After they left, he came out again. She didn’t say too much. Times were hard and she was grateful for any money coming in. A week later when he went to town to buy some flout and other items that they needed, he sat on the runner of his truck in a parking lot outside the store. Too late, he saw the government men standing nearby talking. He carefully pulled the pickup door open and hid behind it. But this time his hiding wasn’t didn’t work; one of enforcers came walking from a different direction. The agent noticed the suspicious move, and soon the game was up. After he was arrested, he served eighteen months in the penitentiary for running booze. This, during Prohibition and the Depression. While he did his time, the family lost the farm and had to move in with relatives.
He wasn’t the only man to make white lightening to get money. While Dillinger shot up Chicago, and speakeasies were common in the bigger towns, small towns sold the home made liquor for a seventy-five cents a pint. Kids collected those bottles later and turned them in for a nickel.

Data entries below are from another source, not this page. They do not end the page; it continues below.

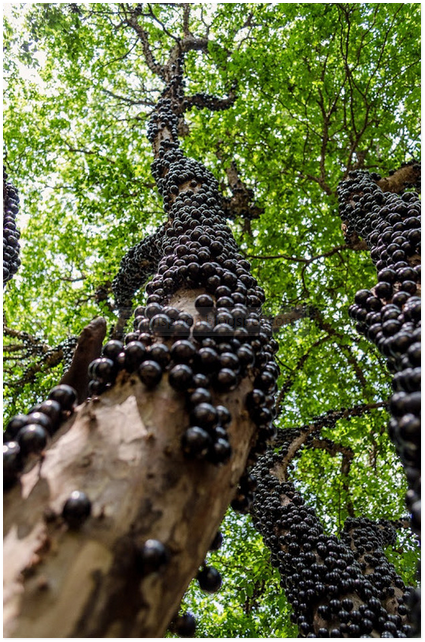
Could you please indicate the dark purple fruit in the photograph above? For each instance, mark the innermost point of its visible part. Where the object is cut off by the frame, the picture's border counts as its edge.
(217, 541)
(185, 625)
(12, 462)
(153, 556)
(32, 439)
(196, 442)
(135, 353)
(64, 395)
(150, 373)
(204, 415)
(180, 377)
(76, 509)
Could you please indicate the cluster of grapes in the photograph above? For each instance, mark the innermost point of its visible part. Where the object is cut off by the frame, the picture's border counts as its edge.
(326, 585)
(389, 314)
(140, 262)
(11, 260)
(207, 351)
(27, 435)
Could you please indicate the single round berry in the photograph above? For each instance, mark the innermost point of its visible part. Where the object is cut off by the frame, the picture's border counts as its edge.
(185, 625)
(196, 442)
(152, 557)
(77, 509)
(150, 373)
(32, 439)
(64, 395)
(180, 377)
(217, 541)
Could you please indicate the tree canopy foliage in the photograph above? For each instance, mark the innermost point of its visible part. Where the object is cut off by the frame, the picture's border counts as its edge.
(321, 88)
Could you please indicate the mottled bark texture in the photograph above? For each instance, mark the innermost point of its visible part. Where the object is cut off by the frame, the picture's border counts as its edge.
(123, 449)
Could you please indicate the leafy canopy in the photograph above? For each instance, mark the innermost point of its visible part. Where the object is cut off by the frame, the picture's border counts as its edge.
(322, 88)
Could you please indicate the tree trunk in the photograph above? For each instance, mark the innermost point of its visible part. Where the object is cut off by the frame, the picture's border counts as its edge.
(123, 449)
(332, 591)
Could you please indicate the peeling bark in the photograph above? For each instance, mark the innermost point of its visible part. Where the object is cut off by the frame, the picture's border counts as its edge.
(124, 450)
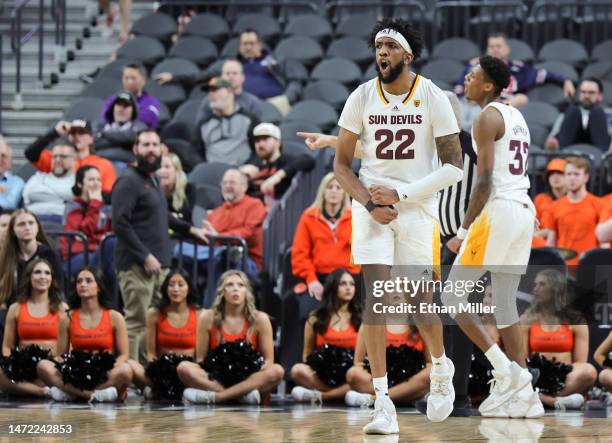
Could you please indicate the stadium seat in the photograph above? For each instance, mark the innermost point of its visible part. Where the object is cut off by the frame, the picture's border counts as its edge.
(309, 25)
(102, 88)
(543, 114)
(337, 69)
(520, 50)
(189, 156)
(288, 129)
(446, 70)
(146, 50)
(156, 25)
(314, 111)
(208, 196)
(187, 112)
(602, 51)
(210, 26)
(196, 49)
(358, 25)
(301, 48)
(548, 93)
(352, 48)
(561, 68)
(538, 133)
(175, 66)
(601, 70)
(270, 113)
(208, 173)
(333, 93)
(86, 108)
(459, 49)
(266, 26)
(295, 147)
(563, 50)
(171, 94)
(115, 68)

The pint was half water and half alcohol, and if you couldn’t get to a well to water down the alcohol, rain water would do. The alcohol killed anything living inside, and after a few sips you didn’t care.
Breaking the law to help the family survive during difficult times is nothing new. Crime has gone up in the past eight months, especially robbery, as more men face the difficult decision to risk jail or watch a family go without. They lie to their wives as to where the money came from, or sometimes the wife knows, and chooses not to say anything. The poor, who already have been struggling during good times in this nation, are now hurting beyond the comprehension of most people.
It’s hard to understand why anyone would break the law until you know the desperation these people must feel to risk incarceration, the loss of their good name, and the loss of respect of the local community members. Being without work puts the main breadwinner into a terrible mental state, forced to make choices that s/he doesn’t want. It will be interesting to see how high crime goes during this economic downturn.






Interesting article. I agree with you that we may see crime rate increase with these tough economic times where people are just trying to keep body and soul together.